As soon as the lander has come to a halt, the gas-filled bags will be released and the outer casing will open to reveal the inner workings. First, solar panels will unfold: they will catch sunlight to charge the batteries which will power the lander and its experiments throughout the mission. Next, a robotic arm will spring to life. Attached to the end of the arm will be Beagle's PAW (Position Adjustable Workbench) where most of the experiments are situated. The PAW's first job will be to move around so that the cameras attached to it can take in the view.

"Beagle 2 must accomplish its mission in just 180 sols (Martian days which are almost the same length as an Earth day).

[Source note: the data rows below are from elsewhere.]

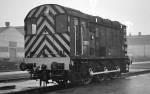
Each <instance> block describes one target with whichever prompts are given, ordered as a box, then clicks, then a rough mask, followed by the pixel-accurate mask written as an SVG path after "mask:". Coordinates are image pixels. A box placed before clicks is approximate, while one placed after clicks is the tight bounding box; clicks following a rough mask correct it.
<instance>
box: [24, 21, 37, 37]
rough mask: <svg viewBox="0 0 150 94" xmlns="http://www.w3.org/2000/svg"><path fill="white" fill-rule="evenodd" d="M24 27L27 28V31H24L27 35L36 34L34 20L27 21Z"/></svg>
mask: <svg viewBox="0 0 150 94" xmlns="http://www.w3.org/2000/svg"><path fill="white" fill-rule="evenodd" d="M26 26H27V30H26V34H27V35H33V34H36V31H37V30H36V28H37V25H36V20H35V19H29V20H28V21H27V23H26Z"/></svg>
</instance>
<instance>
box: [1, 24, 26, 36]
mask: <svg viewBox="0 0 150 94" xmlns="http://www.w3.org/2000/svg"><path fill="white" fill-rule="evenodd" d="M9 28H15V29H16V30H18V31H19V32H20V33H21V34H22V35H24V26H14V27H12V26H10V27H0V33H2V32H4V31H5V30H7V29H9Z"/></svg>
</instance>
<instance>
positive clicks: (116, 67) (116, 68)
mask: <svg viewBox="0 0 150 94" xmlns="http://www.w3.org/2000/svg"><path fill="white" fill-rule="evenodd" d="M115 69H116V70H118V69H120V68H119V66H116V68H115ZM120 74H121V73H120V72H115V73H110V74H109V76H110V78H111V79H115V78H117V77H119V76H120Z"/></svg>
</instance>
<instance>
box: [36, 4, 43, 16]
mask: <svg viewBox="0 0 150 94" xmlns="http://www.w3.org/2000/svg"><path fill="white" fill-rule="evenodd" d="M43 9H44V6H41V7H40V8H39V9H38V11H37V12H36V14H35V17H36V18H37V17H38V16H39V15H40V14H41V12H42V11H43Z"/></svg>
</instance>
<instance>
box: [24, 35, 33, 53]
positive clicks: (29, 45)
mask: <svg viewBox="0 0 150 94" xmlns="http://www.w3.org/2000/svg"><path fill="white" fill-rule="evenodd" d="M35 39H36V37H35V36H34V37H33V38H32V39H31V41H30V42H29V44H28V45H27V47H26V48H25V51H27V50H28V49H29V47H30V46H31V45H32V44H33V41H34V40H35Z"/></svg>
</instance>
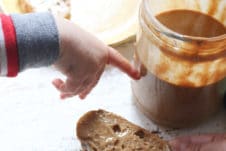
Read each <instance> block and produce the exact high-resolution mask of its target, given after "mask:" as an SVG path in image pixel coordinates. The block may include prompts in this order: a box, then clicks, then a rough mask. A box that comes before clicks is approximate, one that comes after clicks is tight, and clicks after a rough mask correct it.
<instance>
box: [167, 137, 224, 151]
mask: <svg viewBox="0 0 226 151" xmlns="http://www.w3.org/2000/svg"><path fill="white" fill-rule="evenodd" d="M169 144H170V145H171V148H172V151H226V135H225V134H203V135H193V136H184V137H178V138H176V139H174V140H171V141H169Z"/></svg>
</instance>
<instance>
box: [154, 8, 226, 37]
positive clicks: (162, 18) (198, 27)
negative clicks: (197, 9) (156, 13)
mask: <svg viewBox="0 0 226 151" xmlns="http://www.w3.org/2000/svg"><path fill="white" fill-rule="evenodd" d="M156 18H157V19H158V20H159V21H160V22H161V23H162V24H163V25H165V26H166V27H167V28H169V29H171V30H173V31H175V32H177V33H180V34H182V35H188V36H195V37H206V38H208V37H216V36H220V35H223V34H226V28H225V27H224V25H223V24H222V23H220V22H219V21H217V20H216V19H214V18H213V17H211V16H209V15H205V14H203V13H200V12H196V11H191V10H173V11H168V12H163V13H161V14H159V15H157V16H156Z"/></svg>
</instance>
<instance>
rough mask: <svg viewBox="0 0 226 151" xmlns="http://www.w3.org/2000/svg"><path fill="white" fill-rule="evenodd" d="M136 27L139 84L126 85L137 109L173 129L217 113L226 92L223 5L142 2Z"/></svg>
mask: <svg viewBox="0 0 226 151" xmlns="http://www.w3.org/2000/svg"><path fill="white" fill-rule="evenodd" d="M139 22H140V24H139V25H140V27H139V32H138V34H137V42H136V51H135V55H134V56H135V57H134V62H135V64H136V65H138V66H139V67H140V70H141V74H142V78H141V79H140V80H138V81H132V83H131V84H132V90H133V94H134V96H135V98H136V99H135V100H136V101H135V102H136V105H137V106H138V108H139V109H141V111H142V112H143V113H144V114H145V115H147V116H148V117H149V118H150V119H151V120H153V121H154V122H156V123H157V124H160V125H164V126H169V127H176V128H179V127H190V126H194V125H196V124H198V123H200V122H202V121H204V120H206V119H208V118H209V117H211V116H212V115H214V114H215V113H216V112H217V111H219V109H220V108H221V107H222V106H223V105H222V104H223V97H224V93H225V90H226V83H225V81H226V80H225V76H226V1H225V0H143V1H142V3H141V8H140V14H139ZM204 27H205V28H204ZM218 31H219V33H217V32H218Z"/></svg>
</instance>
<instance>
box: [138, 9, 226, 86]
mask: <svg viewBox="0 0 226 151" xmlns="http://www.w3.org/2000/svg"><path fill="white" fill-rule="evenodd" d="M156 18H157V20H158V21H159V22H160V23H162V24H163V25H164V26H165V27H166V28H168V29H170V30H172V31H174V32H176V33H179V34H181V35H186V36H192V37H196V38H214V37H218V36H222V35H224V36H225V34H226V27H225V26H224V25H223V24H222V23H221V22H219V21H218V20H216V19H215V18H213V17H211V16H209V15H206V14H204V13H200V12H198V11H191V10H171V11H166V12H163V13H160V14H158V15H157V16H156ZM142 36H143V35H141V37H140V38H139V45H140V47H141V49H140V50H138V52H137V53H138V57H139V59H140V60H141V62H142V63H143V64H144V66H145V67H146V68H147V69H148V70H149V71H151V73H153V74H154V75H156V76H157V77H159V78H160V79H162V80H164V81H167V82H169V83H172V84H176V85H180V86H188V87H200V86H206V85H209V84H213V83H215V82H217V81H219V80H222V79H223V78H224V77H225V76H226V56H225V54H224V53H226V52H225V51H226V38H223V40H222V41H220V42H216V43H214V42H208V41H205V40H204V41H197V42H184V43H183V42H180V43H177V42H175V45H174V46H169V45H168V44H167V41H166V42H165V43H162V44H160V45H155V44H153V45H152V46H150V45H149V46H147V43H150V42H149V40H150V39H146V38H145V37H142ZM176 47H177V48H176ZM209 47H211V49H209ZM142 48H143V49H142ZM215 48H219V49H221V50H220V51H221V52H222V53H220V54H217V53H216V54H214V51H216V50H212V49H215ZM183 51H187V54H189V55H188V57H187V58H186V57H185V58H184V57H181V56H179V55H175V54H179V53H180V54H182V52H183ZM217 51H219V50H217ZM174 53H175V54H174ZM210 53H212V54H211V55H209V54H210ZM206 56H210V57H209V58H208V57H206ZM202 57H203V58H204V57H206V60H205V59H203V60H201V58H202ZM212 57H213V58H212Z"/></svg>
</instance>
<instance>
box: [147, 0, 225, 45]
mask: <svg viewBox="0 0 226 151" xmlns="http://www.w3.org/2000/svg"><path fill="white" fill-rule="evenodd" d="M149 2H150V0H143V5H144V8H145V9H146V11H147V15H148V18H149V19H150V21H151V22H152V24H153V25H154V26H155V29H156V30H158V31H159V32H160V33H162V34H164V35H166V36H169V37H172V38H175V39H178V40H183V41H188V42H189V41H209V42H214V41H220V40H224V39H226V34H223V35H219V36H215V37H198V36H197V37H196V36H189V35H183V34H180V33H178V32H175V31H173V30H170V29H169V28H167V27H165V26H164V25H163V24H162V23H161V22H160V21H159V20H158V19H156V17H155V15H153V13H152V12H151V10H152V8H151V7H150V6H151V5H150V3H149Z"/></svg>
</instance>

The first few days will be spent running pre-programmed sequences, imaging the site and running the environmental sensors, preparing for when the lander will start doing very detailed rock and soil analysis," says Mark Sims, Beagle 2 lander manager from Leicester University, United Kingdom.

The landing site

Beagle 2 will land on Isidis Planitia, a large, flat sedimentary basin straddling the relatively young northern plains and ancient southern highlands, where traces of life could have been preserved. The landing site (11.6oN, 90.75oE) is at low latitude to minimise the amount of insulation (and hence mass) needed to protect the lander from the cold Martian night.

The site is not too rocky to threaten a safe landing (but rocky enough to be interesting for the experiments), has few steep slopes down which the probe may have to bounce as it lands, and is not too dusty. Isidis Planitia is at a low enough elevation to provide sufficient depth of atmosphere to allow the parachutes to brake the lander's descent.

The region seems to be a sedimentary basin where traces of life could have been preserved. "This is the best site given the landing constraints and scientific aims of Beagle 2," says John Bridges from the Natural History Museum, London who lead the landing site study.

A new approach

Like the Mars Express mothercraft, the Beagle 2 probe is pioneering new methods of spacecraft project management and construction. The main engineering challenges are a consequence of the probe's mass (about 65 kg) and size (just 0.95 m in diameter). "A consequence of the low mass and small size is that we have to design the whole thing as one entity - nobody provides any boxes. We've taken the requirements and functionality and designed it as a collective system: it's a spacecraft where all the functionality is integrated together. The mass and size drive this approach," says Mark Sims, Beagle 2 project manager at Leicester University in the United Kingdom.